Para sorpresa de Ruggero, Vasco de León había sonreído al oir los informes de sus exploradores y había ordenado plantar batalla. Y no es que el capitán tileano, ansioso de sangre y gloria, no recibiera las órdenes con cierta satisfacción… pero el rostro grave del sacerdote Thaeros Saavedra y el gesto preocupado de Álvaro de Haro inquietan al tileano. Y no lo hace menos el nuevo e inseparable compañero de Vasco de León, un siniestro personaje que vino a ellos hace dos noches, proclamándose emisario de la misma Albión, y que parece haberse ganado la atención del noble aventurero… a pesar de que el misterioso personaje, parece estar mucho más interesado en la brújula de Vasco.
Un trueno rasga el cielo plomizo, iluminando durante un breve instante el campo de batalla, y sacando a Ruggero da Fiore de sus pensamientos. La planicie es perfecta para presentar batalla frente a la partida de guerra élfica, a pesar de que el terreno es traicionero y está lleno de pantanos y rápidos riachuelos que bajan ahora crecidos por la lluvia. Cientos de tercios estalianos, formando en apretadas filas, arcabuz, pica y arrojo estaliano por armas, contemplan cómo los elfos abandonan los bosques al otro lado del campo de batalla. Al principio parece que son los mismos árboles los que se desplazan, luego parecen distinguirse a su alrdedor un par de compañías de arqueros silvanos y una troupé de bailarines que se mueve como un torbellino bajo la lluvia.
Rugen los primeros disparos. Cientos de arcabuces disparan al unísono, pero la climatología y la distancia anulan su abrumadora ventaja. La lluvia apaga las mechas y los cañones de Bilbali parecen tener dificultades para abrir fuego. El flanco derecho, con los arcabuceros de Muros y los ballesteros tileanos de Catanzaro están fuera del alcance y corrigen rápidamente sus posiciones tratando de cortar el paso, mientras el intrépido Ruggero da Fiore, al mando de la caballería myrmidiana, se lanza al galope hacia el corazón de la batalla.
Los silvanos se defienden con tenacidad, disparando andanada tras andanada de de sus certeras flechas, ignorando la lluvia y el viento. Caen los estalianos. Mueren mezclando su sangre con el barro bajo sus pies, con silencioso estoicismo. Pero su número acaba por imponerse sobre el desesperado valor de los elfos, que caen masacrados bajo el muro de picas y pólvora.

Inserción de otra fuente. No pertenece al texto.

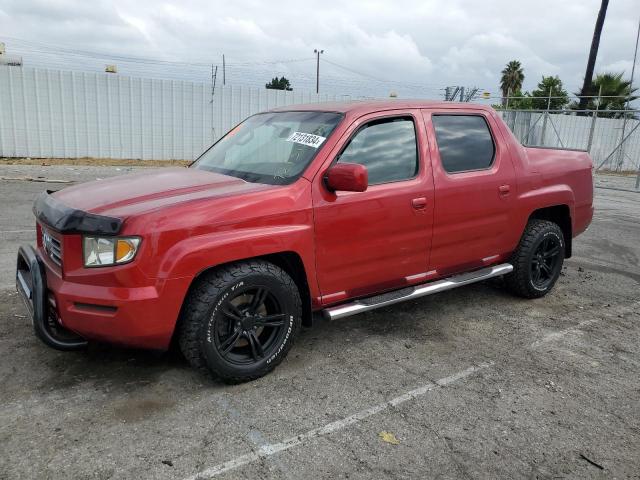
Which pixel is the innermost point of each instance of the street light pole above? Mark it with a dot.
(318, 52)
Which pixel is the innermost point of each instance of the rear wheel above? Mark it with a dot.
(537, 262)
(240, 321)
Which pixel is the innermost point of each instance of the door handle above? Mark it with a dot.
(504, 189)
(419, 203)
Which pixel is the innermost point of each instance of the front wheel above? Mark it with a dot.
(537, 261)
(240, 321)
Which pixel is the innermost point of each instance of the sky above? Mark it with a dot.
(371, 48)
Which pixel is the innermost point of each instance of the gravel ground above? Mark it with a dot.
(472, 383)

Thaeros Saavedra siente en su pecho un extraño pálpito cuando ve caer a Ruggero frente a un enorme hombre-árbol. El capitán ha perdido su lanza, clavada en el poderoso tronco de la sobrenatural criatura. Con la pistola en su mano, realiza la señal de Myrmidia, llevándose el cañón del arma a la frente, los hombros y el pecho. No hay grito de guerra, ni órdenes que se escuchen por encima de la tormenta, los hombres del tercio viejo de San Luis que le acompañan conocen bien al sacerdote de Myrmidia, aprietan con fuerza las picas y avanzan con paso decidido hacia el hombre árbol. Sienten como sus pechos se inflaman de orgullo y por un instante les parece que sea la diosa quien guia sus manos. La criatura del bosque responde al desafío y conun rugido similar al crujido de de las ramas, se abalanza contra la valiente unidad, que aguanta estoicamente.

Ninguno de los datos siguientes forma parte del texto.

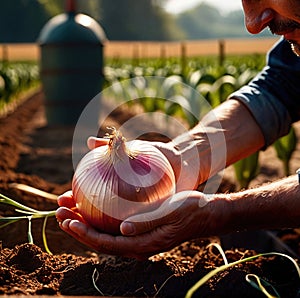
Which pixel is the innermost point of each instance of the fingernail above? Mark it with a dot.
(127, 228)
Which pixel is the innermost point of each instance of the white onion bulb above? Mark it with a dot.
(120, 179)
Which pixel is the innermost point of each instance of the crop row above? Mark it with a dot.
(189, 88)
(16, 77)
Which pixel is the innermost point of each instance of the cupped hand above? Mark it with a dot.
(180, 218)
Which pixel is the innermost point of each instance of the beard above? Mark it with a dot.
(278, 27)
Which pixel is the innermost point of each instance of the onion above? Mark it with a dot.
(120, 179)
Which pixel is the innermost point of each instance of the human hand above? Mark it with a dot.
(182, 217)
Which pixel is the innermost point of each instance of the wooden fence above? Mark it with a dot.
(118, 49)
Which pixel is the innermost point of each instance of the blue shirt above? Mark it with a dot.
(273, 96)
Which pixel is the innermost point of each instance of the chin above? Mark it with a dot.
(295, 48)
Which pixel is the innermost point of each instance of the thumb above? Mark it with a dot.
(166, 213)
(94, 142)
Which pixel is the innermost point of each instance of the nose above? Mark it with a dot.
(257, 15)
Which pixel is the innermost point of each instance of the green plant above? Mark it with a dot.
(285, 146)
(27, 214)
(209, 275)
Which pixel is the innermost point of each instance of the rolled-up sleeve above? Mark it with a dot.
(273, 96)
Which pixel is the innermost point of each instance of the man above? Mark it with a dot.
(252, 119)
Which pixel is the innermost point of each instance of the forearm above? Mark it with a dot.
(272, 206)
(226, 134)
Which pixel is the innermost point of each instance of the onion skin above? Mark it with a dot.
(120, 179)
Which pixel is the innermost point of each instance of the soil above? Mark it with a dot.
(40, 156)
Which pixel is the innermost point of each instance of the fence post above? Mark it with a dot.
(221, 52)
(4, 53)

Se clavan las picas, crujen las largas astas doblándose en ángulos imposibles al chocar contra la corteza de la ancestral criatura, que se sacude con violencia arrancando las afiladas lanzas en una nube de astillas. Negra resina fluye por su piel, como sangre. Pero el empuje de la criatura no cesa, y los ánimos flaquean. Ruge Thaeros una antigua plegaria, tan antigua como el viento y el mar, inflama los corazones de unos hombres que luchan contra sus propios miedos, arrojándose en el vacío de los ojos del hombre árbol. Golpean sus raíces, can los estalianos, sus huesos partidos con brutalidad, sus cuerpos atravesados por ramas afiladas como espadas. Flaquean los ánimos, y los hombres corren por sus vidas, dejando tan sólo a Saavedra, su cuerpo abatido a los pies del hombre árbol…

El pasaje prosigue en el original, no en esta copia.